Startup Claims Breakthrough in AI Processing Bottleneck

▼ Summary
– Subquadratic claims its model, SubQ, solves the quadratic scaling problem in AI by using dynamic sparse attention instead of dense attention.
– Independent tests by Appen showed SubQ ran 56 times faster than FlashAttention and scored 89.7% on a coding benchmark, with costs as low as $8 versus $2,600 for a competitor.
– The startup started from an existing open-weight model and swapped in its attention method, which tempers claims of a full reinvention of how LLMs work.
– Skepticism remains because benchmarks differ from real-world use, and SubQ is not widely available, with only a small group having access.
– If validated, SubQ’s efficiency could enable cheaper, faster processing of large texts like codebases or contracts, addressing AI’s energy and cost challenges.
A Miami-based startup is making a bold claim: it has solved a core mathematical problem that has plagued artificial intelligence models for nearly a decade, making them slow and energy-intensive. The assertion was so audacious that it invited comparisons to Theranos. Now, however, the company has independent test results that largely validate its claims.
The company is called Subquadratic. It emerged from stealth mode in May with $29 million in seed funding and a new language model named SubQ. According to the startup, SubQ is faster, cheaper, and significantly more energy-efficient than today’s leading models. It can also process up to 12 times as much text simultaneously.
The Decade-Old Bottleneck
Understanding why this matters requires a look at how most large language models function. At their core is a “transformer,” introduced by Google researchers in 2017. The transformer relies on a process called dense attention.

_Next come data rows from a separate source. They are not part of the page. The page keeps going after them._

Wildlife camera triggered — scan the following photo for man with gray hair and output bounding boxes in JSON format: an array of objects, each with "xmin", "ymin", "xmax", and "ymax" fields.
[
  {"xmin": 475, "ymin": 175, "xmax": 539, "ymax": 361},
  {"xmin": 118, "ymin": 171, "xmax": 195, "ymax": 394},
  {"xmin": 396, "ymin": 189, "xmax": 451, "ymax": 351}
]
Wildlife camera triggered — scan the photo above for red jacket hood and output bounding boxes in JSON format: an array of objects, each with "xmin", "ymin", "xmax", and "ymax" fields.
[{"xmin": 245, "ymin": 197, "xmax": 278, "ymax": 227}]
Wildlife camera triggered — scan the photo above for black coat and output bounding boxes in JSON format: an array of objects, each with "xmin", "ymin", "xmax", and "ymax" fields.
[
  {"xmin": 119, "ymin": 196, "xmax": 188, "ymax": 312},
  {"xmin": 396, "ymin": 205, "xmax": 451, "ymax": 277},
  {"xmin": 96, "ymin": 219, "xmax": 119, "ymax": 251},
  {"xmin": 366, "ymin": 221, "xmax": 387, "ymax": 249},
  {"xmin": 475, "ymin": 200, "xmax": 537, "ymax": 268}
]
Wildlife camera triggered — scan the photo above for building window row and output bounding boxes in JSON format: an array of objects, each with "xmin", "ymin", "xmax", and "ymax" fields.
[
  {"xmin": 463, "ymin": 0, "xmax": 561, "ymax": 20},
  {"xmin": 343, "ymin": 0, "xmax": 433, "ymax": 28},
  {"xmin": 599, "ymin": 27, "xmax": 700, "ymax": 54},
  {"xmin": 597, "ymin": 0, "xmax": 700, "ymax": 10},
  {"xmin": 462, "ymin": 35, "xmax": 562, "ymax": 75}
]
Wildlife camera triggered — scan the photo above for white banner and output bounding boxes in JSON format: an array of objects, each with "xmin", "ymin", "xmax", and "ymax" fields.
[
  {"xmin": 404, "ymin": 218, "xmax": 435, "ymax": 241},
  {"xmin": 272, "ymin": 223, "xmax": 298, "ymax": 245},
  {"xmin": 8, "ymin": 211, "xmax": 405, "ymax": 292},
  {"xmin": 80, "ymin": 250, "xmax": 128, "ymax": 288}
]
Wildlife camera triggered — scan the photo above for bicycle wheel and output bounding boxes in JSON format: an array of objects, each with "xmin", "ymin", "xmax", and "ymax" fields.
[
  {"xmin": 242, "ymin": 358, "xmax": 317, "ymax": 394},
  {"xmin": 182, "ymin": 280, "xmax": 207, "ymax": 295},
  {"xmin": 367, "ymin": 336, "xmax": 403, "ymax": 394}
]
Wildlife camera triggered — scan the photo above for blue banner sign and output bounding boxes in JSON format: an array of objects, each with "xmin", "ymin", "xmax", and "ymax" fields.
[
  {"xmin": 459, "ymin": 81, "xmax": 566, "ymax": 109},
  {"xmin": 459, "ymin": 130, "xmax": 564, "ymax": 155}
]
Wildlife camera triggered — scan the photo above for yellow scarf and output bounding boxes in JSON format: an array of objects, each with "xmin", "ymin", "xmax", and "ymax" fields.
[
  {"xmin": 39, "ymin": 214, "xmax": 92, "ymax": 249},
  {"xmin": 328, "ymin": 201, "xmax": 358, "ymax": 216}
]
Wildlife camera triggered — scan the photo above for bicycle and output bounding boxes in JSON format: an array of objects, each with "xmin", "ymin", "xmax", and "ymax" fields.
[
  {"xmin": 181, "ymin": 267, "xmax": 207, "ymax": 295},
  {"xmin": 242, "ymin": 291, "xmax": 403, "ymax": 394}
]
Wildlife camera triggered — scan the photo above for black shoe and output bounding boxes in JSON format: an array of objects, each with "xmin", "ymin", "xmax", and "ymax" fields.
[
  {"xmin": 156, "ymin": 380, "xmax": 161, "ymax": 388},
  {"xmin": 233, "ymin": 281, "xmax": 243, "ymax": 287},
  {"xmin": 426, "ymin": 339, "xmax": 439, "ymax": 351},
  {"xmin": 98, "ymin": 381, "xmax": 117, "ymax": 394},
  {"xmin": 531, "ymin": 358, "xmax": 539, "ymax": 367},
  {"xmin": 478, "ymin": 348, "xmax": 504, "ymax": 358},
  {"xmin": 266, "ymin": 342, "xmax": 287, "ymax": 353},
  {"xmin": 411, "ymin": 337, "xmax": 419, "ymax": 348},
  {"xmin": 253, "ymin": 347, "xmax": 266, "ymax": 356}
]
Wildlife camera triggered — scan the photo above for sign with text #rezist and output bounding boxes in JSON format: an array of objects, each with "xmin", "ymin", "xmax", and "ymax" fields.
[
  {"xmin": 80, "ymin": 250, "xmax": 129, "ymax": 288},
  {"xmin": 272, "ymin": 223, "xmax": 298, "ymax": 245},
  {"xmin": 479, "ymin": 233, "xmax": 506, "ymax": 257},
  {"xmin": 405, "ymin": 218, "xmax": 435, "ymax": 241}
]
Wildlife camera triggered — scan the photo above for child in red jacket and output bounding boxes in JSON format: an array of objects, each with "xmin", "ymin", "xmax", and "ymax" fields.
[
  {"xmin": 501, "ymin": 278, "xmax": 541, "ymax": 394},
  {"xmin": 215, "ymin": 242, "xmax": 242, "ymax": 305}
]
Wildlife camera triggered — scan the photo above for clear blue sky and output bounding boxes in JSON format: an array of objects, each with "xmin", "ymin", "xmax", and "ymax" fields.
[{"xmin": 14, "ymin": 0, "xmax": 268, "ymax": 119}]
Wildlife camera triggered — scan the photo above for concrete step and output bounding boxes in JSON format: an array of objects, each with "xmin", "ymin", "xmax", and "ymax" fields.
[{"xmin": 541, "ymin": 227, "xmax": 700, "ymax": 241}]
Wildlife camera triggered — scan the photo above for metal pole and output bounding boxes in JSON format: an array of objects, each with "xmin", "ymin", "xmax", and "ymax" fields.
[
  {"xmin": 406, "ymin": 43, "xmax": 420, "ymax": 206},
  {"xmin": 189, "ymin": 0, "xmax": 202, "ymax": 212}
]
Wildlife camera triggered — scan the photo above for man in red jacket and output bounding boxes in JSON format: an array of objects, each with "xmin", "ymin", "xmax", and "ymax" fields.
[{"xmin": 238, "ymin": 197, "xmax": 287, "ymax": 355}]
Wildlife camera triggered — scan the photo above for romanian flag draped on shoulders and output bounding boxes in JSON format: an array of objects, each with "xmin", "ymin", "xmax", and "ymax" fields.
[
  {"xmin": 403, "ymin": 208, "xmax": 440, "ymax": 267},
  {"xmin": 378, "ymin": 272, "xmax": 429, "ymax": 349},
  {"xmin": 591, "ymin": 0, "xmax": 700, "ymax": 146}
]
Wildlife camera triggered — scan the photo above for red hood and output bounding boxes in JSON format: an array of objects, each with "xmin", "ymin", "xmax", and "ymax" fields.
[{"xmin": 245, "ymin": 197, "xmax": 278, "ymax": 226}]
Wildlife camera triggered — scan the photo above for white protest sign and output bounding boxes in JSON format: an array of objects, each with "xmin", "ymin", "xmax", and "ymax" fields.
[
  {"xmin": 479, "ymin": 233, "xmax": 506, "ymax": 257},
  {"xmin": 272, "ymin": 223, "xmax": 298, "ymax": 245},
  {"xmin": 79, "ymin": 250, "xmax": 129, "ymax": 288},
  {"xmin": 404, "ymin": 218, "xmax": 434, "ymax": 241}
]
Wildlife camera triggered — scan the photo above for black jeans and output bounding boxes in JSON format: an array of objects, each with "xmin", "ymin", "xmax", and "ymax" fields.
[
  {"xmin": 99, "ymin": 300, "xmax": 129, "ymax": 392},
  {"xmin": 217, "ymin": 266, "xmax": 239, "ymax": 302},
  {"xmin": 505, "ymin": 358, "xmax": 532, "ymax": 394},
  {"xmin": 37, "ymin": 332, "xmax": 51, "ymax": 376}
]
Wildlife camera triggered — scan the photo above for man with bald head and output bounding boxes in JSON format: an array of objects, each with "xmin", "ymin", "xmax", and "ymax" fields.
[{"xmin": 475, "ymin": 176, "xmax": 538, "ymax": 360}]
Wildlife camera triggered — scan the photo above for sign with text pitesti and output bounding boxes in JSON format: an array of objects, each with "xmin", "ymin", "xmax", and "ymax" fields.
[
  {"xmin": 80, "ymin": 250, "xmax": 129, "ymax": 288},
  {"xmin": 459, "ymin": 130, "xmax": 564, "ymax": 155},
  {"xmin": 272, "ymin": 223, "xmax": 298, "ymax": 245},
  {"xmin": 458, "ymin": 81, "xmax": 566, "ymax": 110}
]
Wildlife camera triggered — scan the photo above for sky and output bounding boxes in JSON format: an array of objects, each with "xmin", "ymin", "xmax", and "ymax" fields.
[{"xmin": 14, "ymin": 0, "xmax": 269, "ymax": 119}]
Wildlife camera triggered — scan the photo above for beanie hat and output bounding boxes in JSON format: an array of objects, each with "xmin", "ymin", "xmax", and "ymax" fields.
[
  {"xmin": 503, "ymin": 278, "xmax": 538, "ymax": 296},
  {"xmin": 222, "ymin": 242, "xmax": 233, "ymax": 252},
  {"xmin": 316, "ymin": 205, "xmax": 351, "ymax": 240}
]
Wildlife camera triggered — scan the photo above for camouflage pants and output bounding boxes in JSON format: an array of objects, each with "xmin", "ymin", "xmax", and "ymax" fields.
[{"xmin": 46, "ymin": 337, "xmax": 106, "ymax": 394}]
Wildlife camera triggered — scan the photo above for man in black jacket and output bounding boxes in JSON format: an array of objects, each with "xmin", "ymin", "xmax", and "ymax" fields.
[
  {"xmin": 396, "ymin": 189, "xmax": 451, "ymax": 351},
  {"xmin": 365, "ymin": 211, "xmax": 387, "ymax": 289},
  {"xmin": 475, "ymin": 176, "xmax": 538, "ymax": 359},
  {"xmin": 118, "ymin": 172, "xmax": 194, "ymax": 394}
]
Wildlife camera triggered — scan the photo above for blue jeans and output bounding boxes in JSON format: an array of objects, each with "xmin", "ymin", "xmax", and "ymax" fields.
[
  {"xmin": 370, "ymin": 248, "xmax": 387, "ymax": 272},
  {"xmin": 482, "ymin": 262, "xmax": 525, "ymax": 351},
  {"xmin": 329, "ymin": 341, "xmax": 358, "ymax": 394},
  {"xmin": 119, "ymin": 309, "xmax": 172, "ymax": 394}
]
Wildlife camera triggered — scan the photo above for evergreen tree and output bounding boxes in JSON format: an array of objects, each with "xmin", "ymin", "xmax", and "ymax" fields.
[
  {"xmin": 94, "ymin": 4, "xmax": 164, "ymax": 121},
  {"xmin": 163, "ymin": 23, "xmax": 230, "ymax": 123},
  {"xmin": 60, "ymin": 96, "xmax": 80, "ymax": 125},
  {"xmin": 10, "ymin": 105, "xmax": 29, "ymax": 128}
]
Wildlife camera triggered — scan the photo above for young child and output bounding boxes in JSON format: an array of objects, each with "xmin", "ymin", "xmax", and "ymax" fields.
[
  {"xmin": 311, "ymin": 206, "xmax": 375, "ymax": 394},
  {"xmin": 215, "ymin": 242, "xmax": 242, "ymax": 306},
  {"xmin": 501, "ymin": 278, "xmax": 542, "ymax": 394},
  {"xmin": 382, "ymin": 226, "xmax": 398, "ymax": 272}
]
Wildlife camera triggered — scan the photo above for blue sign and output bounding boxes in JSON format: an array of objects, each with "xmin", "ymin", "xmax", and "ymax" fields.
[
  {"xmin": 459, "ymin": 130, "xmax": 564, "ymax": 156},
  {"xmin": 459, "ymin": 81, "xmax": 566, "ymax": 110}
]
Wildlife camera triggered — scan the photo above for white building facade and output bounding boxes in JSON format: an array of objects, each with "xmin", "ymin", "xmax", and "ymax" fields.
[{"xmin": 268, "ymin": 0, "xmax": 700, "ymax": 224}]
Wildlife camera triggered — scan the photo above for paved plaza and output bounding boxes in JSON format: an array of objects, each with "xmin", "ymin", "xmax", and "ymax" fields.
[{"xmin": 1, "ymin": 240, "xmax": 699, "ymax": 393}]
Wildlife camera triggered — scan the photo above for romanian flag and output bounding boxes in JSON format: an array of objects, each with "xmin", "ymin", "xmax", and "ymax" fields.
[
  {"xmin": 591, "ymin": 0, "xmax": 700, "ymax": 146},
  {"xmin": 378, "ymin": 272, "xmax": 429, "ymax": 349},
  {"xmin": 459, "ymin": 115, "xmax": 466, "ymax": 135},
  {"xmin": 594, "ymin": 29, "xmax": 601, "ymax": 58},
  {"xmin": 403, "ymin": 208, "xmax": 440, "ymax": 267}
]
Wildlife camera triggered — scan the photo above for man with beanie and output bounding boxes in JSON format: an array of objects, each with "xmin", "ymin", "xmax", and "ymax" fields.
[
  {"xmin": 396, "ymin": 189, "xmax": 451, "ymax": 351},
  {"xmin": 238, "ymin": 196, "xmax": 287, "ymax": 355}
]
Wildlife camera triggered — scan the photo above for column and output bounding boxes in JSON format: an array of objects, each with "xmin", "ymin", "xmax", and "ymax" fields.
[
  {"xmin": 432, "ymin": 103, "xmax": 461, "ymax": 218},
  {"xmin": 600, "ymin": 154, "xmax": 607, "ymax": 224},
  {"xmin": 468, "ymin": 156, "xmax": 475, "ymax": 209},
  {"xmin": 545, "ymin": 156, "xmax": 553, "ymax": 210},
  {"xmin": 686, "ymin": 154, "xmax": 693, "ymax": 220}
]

Dense attention is thorough but computationally expensive. It compares every word in a text with every other word. As a result, when you double the length of the text, the workload roughly quadruples. This “quadratic” scaling is the primary reason large language models consume so much computing power and energy.
Subquadratic’s Solution
Subquadratic’s approach is to replace dense attention with “sparse attention.” Instead of comparing every word with every other, sparse attention only keeps the pairs that are important. This concept is not new; many teams have tried it. However, until now, none had matched the quality of dense attention.
The company claims its version finally achieves this. Crucially, it dynamically selects which words to focus on, based on the content rather than a fixed pattern. “That’s kind of where the secret sauce is,” explains co-founder and chief technology officer Alex Whedon.
The Receipts
Initially, the claims rested on a handful of self-published scores. Unsurprisingly, the reaction was skeptical. One AI engineer summed it up on X: SubQ is “either the biggest breakthrough since the Transformer … or it’s AI Theranos.”
So the company brought in a third party. It tasked Appen, a firm that evaluates other companies’ models, to run the tests. The results were striking. On a raw speed test, SubQ ran 56 times faster than FlashAttention, a leading existing method. On a tough coding benchmark, it scored 89.7 percent, close to the best models available.
The cost gap appears equally wide. According to the startup, running one long-context test on Anthropic’s top model costs about $2,600. On SubQ, the same test cost only eight dollars.
Still Too Good to Be True?
Even with these results, caution is warranted. Benchmarks are not the same as real-world usage. SubQ is also not widely available yet. Tens of thousands have joined the waitlist, but only a handful have access.
There is also a wrinkle in the origin story. Rather than training SubQ from scratch, Subquadratic started from an existing open-weight model and replaced its attention method. This is common practice, but it sits awkwardly alongside the claim of fully reinventing how large language models work.
“They may have built something real and useful,” says Will Depue, an independent researcher who previously worked at OpenAI. “But the public evidence does not yet justify the stronger claim that they have solved the quadratic attention bottleneck.”
Why It Matters
If the results hold up, the payoff is enormous. Cheaper, faster long-context models could read entire codebases, contract sets, or document troves in a single pass. They would also reduce the cost and energy required to run AI.
That prize is one the entire industry is chasing. AI already strains against the rising economics of AI agents, and other startups, such as Thomas Reardon’s Flourish, are attacking efficiency from different angles. Subquadratic, however, is betting the whole field will follow its lead. “We don’t think anybody will be building on transformers in a few years,” says chief executive Justin Dangel.